すでにそれ以前から,つまり補正予算案件が決定しそうな前後から,各自治体には連絡が送られ続けて,次から次へと新しい情報や見直された情報が届いていたようです。そして,年明けに補正予算が成立するのを見計らう形で,年末年始に全国の自治体の要望確認をしているところのようです。
関係者の皆さんは,いまもずっと詳細を詰めるために検討作業や調整作業を続けています。ここでご紹介した情報も,細かいところは現在進行で見直される可能性もあります。

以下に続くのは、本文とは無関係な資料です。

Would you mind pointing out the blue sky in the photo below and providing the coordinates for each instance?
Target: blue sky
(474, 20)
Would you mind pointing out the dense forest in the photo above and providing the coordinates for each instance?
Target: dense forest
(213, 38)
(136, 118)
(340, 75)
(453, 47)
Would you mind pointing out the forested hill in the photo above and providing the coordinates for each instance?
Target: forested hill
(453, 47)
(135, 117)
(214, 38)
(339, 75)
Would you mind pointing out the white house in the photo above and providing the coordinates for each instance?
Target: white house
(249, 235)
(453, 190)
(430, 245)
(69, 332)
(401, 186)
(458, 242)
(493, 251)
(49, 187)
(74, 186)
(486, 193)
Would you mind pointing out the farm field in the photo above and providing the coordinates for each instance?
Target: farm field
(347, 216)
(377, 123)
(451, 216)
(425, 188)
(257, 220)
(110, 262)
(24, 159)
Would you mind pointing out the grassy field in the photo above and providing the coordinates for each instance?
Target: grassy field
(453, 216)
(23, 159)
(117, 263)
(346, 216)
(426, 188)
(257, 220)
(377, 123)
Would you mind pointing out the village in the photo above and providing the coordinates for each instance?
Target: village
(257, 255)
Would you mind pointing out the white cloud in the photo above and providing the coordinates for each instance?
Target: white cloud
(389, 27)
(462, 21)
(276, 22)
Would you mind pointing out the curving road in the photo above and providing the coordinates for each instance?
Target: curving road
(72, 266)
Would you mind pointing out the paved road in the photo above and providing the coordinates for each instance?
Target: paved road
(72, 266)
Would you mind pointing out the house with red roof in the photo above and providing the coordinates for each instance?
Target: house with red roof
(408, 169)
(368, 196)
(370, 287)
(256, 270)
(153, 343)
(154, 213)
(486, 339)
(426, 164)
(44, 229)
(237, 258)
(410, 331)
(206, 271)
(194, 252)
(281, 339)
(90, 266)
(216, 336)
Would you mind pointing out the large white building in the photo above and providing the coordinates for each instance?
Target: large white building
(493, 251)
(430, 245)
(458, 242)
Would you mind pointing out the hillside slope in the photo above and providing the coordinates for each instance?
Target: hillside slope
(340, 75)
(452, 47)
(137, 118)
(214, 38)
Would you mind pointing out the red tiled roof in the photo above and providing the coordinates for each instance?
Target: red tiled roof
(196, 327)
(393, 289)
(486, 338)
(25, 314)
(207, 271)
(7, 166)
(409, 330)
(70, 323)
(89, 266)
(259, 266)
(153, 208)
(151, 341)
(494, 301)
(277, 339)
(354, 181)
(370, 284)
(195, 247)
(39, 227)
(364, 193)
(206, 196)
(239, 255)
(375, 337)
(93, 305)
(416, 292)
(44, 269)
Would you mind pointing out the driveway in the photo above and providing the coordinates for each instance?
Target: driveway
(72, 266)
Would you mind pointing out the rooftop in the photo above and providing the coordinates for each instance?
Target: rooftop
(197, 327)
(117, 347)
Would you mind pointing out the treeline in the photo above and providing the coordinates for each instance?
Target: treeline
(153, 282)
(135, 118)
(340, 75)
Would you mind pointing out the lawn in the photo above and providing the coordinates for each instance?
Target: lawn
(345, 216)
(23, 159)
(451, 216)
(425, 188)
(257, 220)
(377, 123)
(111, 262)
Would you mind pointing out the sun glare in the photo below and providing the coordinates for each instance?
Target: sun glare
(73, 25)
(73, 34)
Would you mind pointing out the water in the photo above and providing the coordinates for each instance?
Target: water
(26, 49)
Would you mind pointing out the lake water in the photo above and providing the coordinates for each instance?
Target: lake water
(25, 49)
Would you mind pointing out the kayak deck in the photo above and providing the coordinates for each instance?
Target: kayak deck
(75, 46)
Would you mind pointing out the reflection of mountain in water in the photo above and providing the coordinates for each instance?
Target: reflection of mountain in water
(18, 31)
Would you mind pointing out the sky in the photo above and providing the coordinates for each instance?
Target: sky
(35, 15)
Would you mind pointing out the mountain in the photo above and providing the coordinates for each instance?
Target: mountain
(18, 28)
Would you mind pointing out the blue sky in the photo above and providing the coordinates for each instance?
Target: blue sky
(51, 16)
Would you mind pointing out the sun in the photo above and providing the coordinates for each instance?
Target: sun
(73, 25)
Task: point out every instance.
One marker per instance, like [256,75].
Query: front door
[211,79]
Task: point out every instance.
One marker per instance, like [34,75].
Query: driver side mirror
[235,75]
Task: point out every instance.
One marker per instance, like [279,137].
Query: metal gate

確かに,大きな金額が動く国家事業であり,そこに幾らでも怪しさが紛れ込む余地があるかも知れません。しかし,私たちが前向きな関心を抱き続けることで,指摘され得る懸念に対応する改善力が与えられますし,適度な緊張関係のもとで様々な手続きも適切に行なわれるようになるはずです。そのような関心の持ち方をしたいところです。
今回のGIGAスクール構想にあたって,担当課長さんは次のようなことを強調しておられます。
「何をするのかはあくまで手段 何のためにするのか(目的)が極めて重要!」
その目的は,文部科学大臣のメッセージをはじめ,各所で各様に述べられてきているものです。それらをいつでも気にしつつ,同時に私たちは「初めの問い」に戻る姿勢も合わせて持ち続けたいと思います。